CRAMER is on CNBC talking about how great this is that Dow has passed 13,000. He talks about how important this is and what good tidings are to come. How many of you believe this? For those that do, let me just ask: When was the last time that you heard an analyst say that he would not be in a stock, or stocks in general when prices were at several year highs?

The dow might go higher. Who knows? But I am wary and risk here is high! Wait.....watch.....see what happens from here. I think the upside is limited, the downside less so.

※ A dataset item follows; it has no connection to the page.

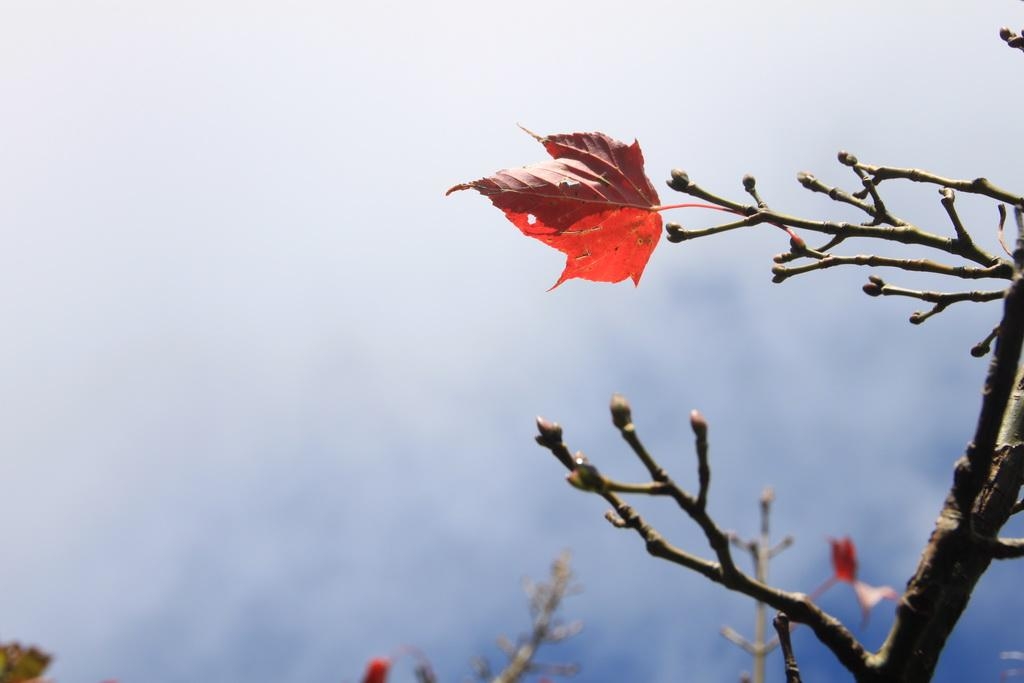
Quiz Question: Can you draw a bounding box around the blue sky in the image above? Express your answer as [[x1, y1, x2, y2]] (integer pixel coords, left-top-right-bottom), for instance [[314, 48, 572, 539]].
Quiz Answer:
[[2, 2, 1023, 682]]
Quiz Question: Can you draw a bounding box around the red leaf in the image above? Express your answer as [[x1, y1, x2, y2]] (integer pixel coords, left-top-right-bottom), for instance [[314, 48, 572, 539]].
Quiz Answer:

Oil has broken higher out of its recent trading range. Oil has been trading in sync with equities and if equities fall, it likely will too. But there are several other factors that affect the price of oil (middle east unrest, production, worlwide consumption.....including China, competing power sources, strength of the dollar, etc.) So Oil may be moving to the beat of a different drummer. The trade on Oil here, is to respect the break, and go long if Oil tests the break level and then reverses higher.

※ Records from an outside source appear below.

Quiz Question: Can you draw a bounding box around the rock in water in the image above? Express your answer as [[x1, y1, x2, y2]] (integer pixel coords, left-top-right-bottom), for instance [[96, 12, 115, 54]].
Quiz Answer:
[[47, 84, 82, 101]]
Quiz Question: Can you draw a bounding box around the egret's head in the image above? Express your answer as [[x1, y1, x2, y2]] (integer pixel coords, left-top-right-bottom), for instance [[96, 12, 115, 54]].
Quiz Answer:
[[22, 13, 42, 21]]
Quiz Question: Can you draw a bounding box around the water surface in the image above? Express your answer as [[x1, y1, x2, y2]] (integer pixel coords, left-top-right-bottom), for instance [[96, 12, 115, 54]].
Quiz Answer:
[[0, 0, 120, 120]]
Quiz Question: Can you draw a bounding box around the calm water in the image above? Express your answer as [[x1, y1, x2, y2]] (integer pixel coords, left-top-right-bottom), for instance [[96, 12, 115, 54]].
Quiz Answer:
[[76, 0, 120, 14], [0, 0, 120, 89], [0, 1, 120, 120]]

A picture of today's oil trading prices

The chart above shows Oil futures prices today. Note the highs. Is this EXCESS? Only time will tell, but it is a good reference. The longer it stays as excess, the more likely price will fall back into the previous trading range. So if that happens, of course a short would be in order.

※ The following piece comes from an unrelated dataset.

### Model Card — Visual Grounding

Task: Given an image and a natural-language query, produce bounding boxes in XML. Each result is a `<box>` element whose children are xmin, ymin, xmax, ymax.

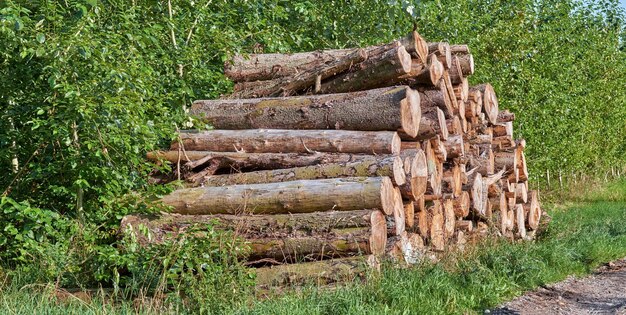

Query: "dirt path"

But for now, watch. See what happens tomorrow. If oil tests the range and then begins to go higher again, go long.

Friday Feb. 10

Yesterday I made many comments in the "FUTURES TRADES" section. I did not duplicate them here. I suspected bonds would rally, they have. But the rally was overnight in a slow and steady increase in value. This often happens, and I knew it could, but I did not want an overnight position. We will have to watch today. I would still be a bond buyer on pullback.

Equities.......What can I say. The equity indices are trading at longer term highs, but I still cannot believe that there is much upside. I could be wrong. We will have to see. But that is the great thing about trading. You do not have to predict the distant future, only the day or next few days.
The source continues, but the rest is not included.